Despite all this, “hope is a moral imperative” – these are the words of Maude Barlow speaking to a group of student leaders at the Sierra Youth Coalition’s National Conference last weekend in Mississauga, Ontario. We must continue to believe that things can get better.
In the Tyee last Summer, Rex Weyler compiled comments from many prominent thinkers on the topic of finding hope in the current political moment. A moment in which, he explains, we are forced to come to terms with the fact that despite fifty years of environmentalism, our society is less sustainable. He suggests that the search for hope is not straightforward. He quotes George Monbiot who says: “the promise to save the world keeps us dangling, not mobilizing… Hope is the rope on which we hang.” He also challenges us to respond to University of Texas professor Robert Jensen who says that “to be a hope-peddler today… is laziness.” Weyler concludes that “hope is a useful frame of mind, but not a strategy” and that social movements have to “move beyond hope to action.”
For me, in the midst of hastening environmental degradation and increasing economic inequality, attending PowerShift is one way that I am finding hope by taking action. And, hundreds of youth from across the country will be joining me! So, naturally, I’m excited.

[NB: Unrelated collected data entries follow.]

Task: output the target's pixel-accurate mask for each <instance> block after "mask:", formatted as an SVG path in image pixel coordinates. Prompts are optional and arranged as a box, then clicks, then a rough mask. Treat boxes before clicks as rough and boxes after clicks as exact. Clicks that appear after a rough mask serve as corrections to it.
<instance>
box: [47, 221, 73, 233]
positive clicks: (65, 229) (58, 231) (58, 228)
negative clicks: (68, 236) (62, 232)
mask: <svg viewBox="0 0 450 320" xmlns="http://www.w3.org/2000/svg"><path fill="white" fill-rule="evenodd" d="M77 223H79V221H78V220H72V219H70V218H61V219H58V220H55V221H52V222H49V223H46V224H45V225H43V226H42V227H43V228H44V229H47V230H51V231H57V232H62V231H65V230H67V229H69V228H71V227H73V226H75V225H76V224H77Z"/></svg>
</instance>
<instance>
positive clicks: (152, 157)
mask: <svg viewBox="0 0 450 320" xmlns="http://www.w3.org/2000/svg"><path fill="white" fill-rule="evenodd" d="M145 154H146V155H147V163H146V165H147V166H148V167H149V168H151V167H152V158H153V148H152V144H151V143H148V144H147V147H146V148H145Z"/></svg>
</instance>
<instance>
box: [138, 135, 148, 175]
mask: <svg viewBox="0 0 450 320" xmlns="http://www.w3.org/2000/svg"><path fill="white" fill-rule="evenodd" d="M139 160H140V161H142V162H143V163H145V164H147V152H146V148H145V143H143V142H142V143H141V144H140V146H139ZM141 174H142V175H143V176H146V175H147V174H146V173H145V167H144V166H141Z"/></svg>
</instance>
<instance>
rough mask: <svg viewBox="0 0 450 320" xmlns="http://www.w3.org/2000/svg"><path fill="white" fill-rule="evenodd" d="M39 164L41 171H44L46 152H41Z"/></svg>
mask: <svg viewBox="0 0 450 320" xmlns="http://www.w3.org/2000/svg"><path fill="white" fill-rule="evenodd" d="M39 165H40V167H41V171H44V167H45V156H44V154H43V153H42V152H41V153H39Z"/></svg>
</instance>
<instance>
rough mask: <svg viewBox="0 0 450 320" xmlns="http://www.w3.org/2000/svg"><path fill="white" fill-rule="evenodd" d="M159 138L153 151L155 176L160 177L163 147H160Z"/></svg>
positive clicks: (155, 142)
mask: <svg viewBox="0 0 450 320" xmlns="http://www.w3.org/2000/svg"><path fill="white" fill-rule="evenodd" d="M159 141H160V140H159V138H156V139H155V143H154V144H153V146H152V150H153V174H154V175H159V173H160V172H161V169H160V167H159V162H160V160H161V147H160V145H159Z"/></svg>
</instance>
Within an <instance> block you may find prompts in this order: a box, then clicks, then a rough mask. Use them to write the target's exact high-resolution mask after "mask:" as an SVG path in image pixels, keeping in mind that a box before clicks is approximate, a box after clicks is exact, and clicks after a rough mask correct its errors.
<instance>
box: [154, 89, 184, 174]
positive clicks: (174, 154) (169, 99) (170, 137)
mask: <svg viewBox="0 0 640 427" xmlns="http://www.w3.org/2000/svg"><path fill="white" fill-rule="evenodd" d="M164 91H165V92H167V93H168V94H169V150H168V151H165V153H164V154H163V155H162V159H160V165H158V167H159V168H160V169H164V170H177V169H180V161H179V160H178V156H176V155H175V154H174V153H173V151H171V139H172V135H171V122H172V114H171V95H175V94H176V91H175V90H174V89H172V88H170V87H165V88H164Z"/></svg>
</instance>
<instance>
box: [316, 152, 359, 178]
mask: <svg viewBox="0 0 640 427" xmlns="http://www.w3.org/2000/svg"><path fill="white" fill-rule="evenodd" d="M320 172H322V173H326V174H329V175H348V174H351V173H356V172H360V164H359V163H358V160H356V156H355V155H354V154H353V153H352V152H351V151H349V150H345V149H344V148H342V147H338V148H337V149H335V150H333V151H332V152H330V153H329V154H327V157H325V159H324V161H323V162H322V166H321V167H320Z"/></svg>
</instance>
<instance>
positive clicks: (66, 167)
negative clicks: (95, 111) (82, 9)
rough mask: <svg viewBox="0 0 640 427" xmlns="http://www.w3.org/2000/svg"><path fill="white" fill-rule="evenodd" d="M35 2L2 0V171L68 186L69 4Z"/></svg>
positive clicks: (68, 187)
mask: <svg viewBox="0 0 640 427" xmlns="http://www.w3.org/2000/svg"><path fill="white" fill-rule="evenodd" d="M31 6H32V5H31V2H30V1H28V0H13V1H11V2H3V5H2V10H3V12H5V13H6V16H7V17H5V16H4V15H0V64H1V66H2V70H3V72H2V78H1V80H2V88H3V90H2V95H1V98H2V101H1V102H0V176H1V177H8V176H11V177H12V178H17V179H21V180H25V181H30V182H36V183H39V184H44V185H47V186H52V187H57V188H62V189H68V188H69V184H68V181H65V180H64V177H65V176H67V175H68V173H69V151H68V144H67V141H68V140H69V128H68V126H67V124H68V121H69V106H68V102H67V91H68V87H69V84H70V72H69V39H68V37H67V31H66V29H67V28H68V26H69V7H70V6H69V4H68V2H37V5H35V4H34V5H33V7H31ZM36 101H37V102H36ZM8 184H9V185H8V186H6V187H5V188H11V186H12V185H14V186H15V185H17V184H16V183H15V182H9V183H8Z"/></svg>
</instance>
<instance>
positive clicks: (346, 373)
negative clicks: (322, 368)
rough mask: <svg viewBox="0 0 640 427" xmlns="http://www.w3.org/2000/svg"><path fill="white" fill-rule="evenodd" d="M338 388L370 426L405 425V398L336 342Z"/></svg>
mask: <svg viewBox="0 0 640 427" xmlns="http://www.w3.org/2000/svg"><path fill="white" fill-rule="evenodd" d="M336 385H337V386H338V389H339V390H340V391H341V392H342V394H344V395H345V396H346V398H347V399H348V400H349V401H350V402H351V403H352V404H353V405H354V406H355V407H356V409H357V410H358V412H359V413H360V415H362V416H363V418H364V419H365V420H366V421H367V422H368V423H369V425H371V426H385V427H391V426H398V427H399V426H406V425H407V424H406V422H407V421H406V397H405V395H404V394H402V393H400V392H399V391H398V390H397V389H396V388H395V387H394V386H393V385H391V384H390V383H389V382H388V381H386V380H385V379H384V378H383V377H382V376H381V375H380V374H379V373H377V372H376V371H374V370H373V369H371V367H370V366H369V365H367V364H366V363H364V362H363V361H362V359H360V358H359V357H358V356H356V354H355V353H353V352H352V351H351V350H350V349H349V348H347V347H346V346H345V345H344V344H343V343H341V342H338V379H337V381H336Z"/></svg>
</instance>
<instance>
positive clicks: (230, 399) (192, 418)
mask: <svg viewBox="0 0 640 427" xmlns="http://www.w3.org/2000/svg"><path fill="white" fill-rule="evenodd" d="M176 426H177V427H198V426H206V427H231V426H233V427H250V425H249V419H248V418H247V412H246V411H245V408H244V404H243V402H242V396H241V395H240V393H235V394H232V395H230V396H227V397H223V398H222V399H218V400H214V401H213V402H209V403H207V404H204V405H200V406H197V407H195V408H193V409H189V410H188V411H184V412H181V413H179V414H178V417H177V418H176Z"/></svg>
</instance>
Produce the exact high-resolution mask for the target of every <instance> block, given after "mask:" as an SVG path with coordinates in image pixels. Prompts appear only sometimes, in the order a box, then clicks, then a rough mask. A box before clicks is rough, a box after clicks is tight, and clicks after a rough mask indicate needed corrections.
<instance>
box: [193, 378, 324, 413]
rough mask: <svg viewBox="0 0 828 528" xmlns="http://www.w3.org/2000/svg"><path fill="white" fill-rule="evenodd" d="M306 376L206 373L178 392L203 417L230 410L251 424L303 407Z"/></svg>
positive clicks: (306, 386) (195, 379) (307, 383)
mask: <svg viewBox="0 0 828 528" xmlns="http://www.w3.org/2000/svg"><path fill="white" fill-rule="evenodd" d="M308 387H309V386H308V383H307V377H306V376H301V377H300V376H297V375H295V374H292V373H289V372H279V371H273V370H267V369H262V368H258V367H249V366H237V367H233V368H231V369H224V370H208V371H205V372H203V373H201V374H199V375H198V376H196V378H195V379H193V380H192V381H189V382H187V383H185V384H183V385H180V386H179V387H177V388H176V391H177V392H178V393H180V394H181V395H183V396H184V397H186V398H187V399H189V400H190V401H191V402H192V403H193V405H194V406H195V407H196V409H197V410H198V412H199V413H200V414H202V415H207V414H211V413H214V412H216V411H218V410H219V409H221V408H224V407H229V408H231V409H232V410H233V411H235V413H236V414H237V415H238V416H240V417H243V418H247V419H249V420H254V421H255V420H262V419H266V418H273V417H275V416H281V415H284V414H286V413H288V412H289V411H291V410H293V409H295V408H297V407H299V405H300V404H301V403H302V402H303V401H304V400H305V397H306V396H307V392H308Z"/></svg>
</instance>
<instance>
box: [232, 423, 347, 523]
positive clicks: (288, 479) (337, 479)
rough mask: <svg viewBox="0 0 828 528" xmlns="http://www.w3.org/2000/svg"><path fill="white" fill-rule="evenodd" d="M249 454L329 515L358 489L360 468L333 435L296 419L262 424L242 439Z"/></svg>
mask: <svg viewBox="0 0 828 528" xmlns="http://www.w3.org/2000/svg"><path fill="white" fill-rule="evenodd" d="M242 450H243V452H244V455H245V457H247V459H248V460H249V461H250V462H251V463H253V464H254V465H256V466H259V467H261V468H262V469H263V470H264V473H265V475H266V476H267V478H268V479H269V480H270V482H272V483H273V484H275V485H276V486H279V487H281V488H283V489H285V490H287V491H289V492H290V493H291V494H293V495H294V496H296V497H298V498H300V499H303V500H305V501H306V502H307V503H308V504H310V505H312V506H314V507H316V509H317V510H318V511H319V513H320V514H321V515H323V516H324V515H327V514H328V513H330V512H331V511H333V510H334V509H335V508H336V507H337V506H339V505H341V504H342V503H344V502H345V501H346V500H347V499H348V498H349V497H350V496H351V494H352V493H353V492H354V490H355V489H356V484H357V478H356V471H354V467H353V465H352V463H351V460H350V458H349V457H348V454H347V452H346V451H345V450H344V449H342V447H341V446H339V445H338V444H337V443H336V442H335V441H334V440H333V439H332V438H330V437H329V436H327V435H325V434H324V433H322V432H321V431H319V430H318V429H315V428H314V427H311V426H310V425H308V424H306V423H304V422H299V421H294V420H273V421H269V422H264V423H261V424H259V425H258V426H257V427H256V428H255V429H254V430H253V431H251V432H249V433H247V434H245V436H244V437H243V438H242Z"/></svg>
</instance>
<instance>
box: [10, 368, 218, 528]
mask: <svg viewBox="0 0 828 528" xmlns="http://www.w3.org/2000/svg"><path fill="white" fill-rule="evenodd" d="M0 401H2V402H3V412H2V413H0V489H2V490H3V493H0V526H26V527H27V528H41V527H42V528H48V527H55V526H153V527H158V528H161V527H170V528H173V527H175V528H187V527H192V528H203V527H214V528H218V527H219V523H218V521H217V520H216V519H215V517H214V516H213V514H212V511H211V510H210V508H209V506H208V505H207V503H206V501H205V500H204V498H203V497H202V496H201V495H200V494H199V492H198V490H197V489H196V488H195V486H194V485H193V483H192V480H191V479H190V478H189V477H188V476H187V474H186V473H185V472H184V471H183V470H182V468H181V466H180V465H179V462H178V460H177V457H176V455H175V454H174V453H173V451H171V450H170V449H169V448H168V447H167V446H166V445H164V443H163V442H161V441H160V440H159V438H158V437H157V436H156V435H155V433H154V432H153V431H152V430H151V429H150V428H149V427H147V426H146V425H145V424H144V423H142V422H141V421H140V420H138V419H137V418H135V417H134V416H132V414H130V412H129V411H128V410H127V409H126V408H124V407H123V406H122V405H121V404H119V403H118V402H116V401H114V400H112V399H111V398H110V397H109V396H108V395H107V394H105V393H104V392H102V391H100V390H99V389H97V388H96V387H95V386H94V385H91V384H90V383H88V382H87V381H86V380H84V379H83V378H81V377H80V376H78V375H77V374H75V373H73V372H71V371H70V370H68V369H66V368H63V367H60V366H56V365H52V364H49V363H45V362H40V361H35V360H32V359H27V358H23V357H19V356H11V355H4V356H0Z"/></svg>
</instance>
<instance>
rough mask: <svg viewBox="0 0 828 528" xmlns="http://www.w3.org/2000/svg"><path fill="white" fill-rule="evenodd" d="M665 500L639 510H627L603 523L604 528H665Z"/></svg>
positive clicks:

Meanwhile, in my home-province of PEI, the provincial government has approved a plan – known as “Plan B” – to reroute the Trans Canada highway utilizing federal money from the Atlantic Gateway fund. The proposed highway will cut through the beautiful hillsides of PEI and requires chopping down rare hemlocks and pines estimated to be 200 years old. The process has lacked both genuine public consultation and sufficient environmental assessment. Despite these concerns and significant public opposition, Premier Robert Ghiz continues to insist that the project will go ahead. This week construction began and a hemlock grove that Islanders have been fighting to protect has been destroyed. This saddens me and makes me angry. But here too I have found hope because Islanders are taking action to Stop Plan B. Although I now live hundreds of miles away, I have heard stories and seen pictures and videos (like this one and this one) of people marching together, camping out, and physically occupying trees to stop the construction of this undemocractic, unnecessary, wasteful, and destructive project.
I’m attending PowerShift to renew hope for a more just and sustainable future by taking action, so that next time the hemlocks will stay standing. I have hope not because I believe that we can build a more just and sustainable world, but because we’re already doing it. It may not be enough, yet. But even in the face of seemingly insurmountable challenges, I will continue to have hope as long as we continue to take action.